The restaurant was two shops from our hotel, we sat down and looking at what others ate, made our selection. We were handed a large pot of tea, not the same as Chinese tea, this was a type of milk tea, which we first thought to be butter tea as they make in Tibet, very nice but rich. We ordered two dumplings and a plate of what appeared to be two pancakes infused together with a vegetable and egg filling.
After breakfast we walked around town looking firstly for a travel agency. There was a nomadic tribe that herded rain deer and both of us really wanted to visit their camp and witness it. Problem was we couldn't find it and the travel agency could only tell us about a ger camp 18 km outside town. One of the agents spoke very good English and was able to give us much information in this regard, he even helped us to find a taxi, but after weighing up the costs we decided to leave it. We would be able to visit a real Ger camp in Mongolia and also be able to do horse riding. It would be better to save the money and aggregate it for then. He asked us to meet him again for lunch as he was interested in South Africa and we agreed.
Walking back we fetched our camera and headed off to a mall he had pointed out, it was filled mostly with clothing, computer, cellphones and other toys. We wandered around for an hour, buying a nice pair of earrings for Leanne, before walking back. We walked back to the travel agency and met up with Duren.

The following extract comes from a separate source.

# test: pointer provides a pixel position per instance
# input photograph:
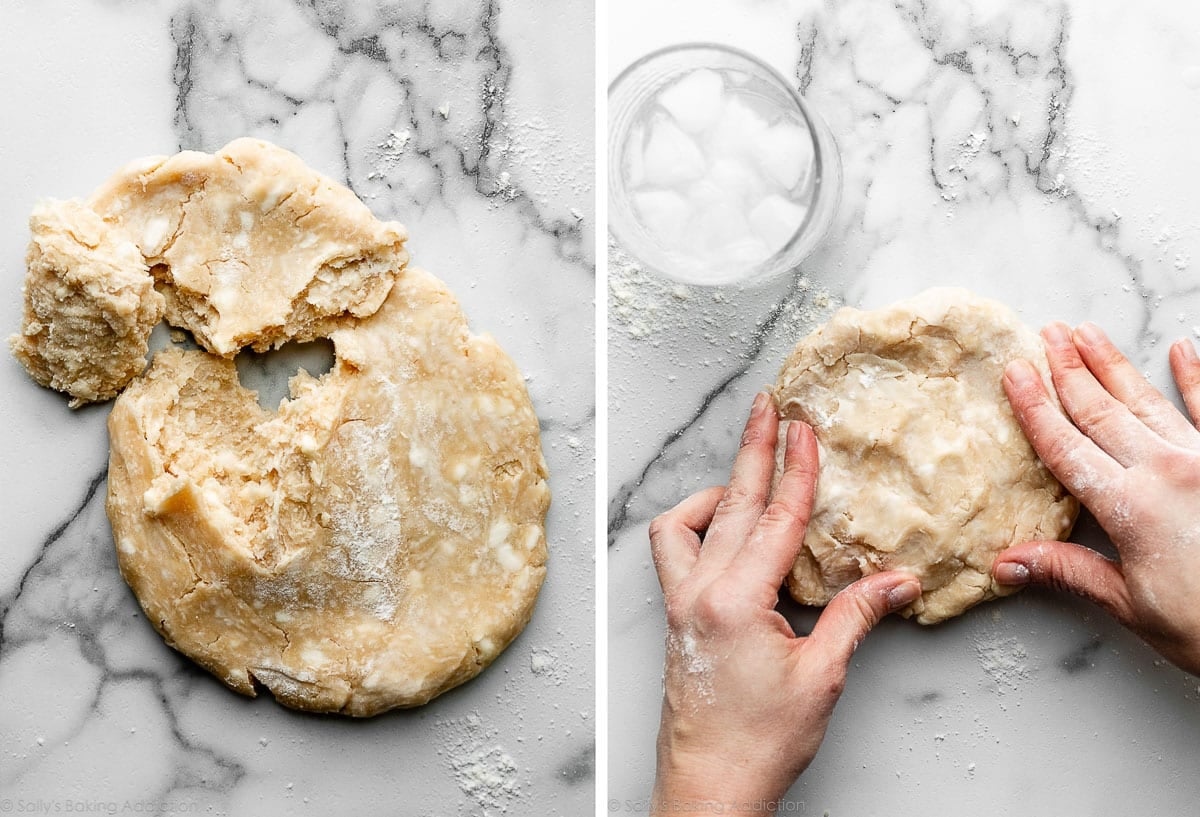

He asked whether we like dumplings which we confirmed, after which he led us to a restaurant not to far away. There he set about to order an absolute feast. One plate with chili pork, another with meat from the head of a cow and lastly 3 plates of dumplings with 10 each and two large beers! It was so much food I don't know how we finished it, but after an hour 90% of it had disappeared! We wanted to pay, but he insisted to pay for us, the total bill was 98Y, far more than our most expensive lunch in all of our stay in China! From here he led us to the other side of town where we were able to exchange some Yuan for Mongolian currency, without his help I'm sure we would have been royally conned! We greeted him as he walked back to his office and we continued to wander the streets, we had found a section with literally hundreds of small shops selling jeans, clothes, electronics and anything else.
We walked back spending the rest of the afternoon relaxing in our room and reading, the lack of sleep was starting to get to me and I fell asleep for 20 minutes. When I awoke we returned to the hotel to give Duren a present, a small RSA souvenir with a flag and lions head, he asked that we contact him on our return from Mongolia to which we agreed. Returning back we bought some water and spent the last few hours reading before hitting the sack at around 09h00.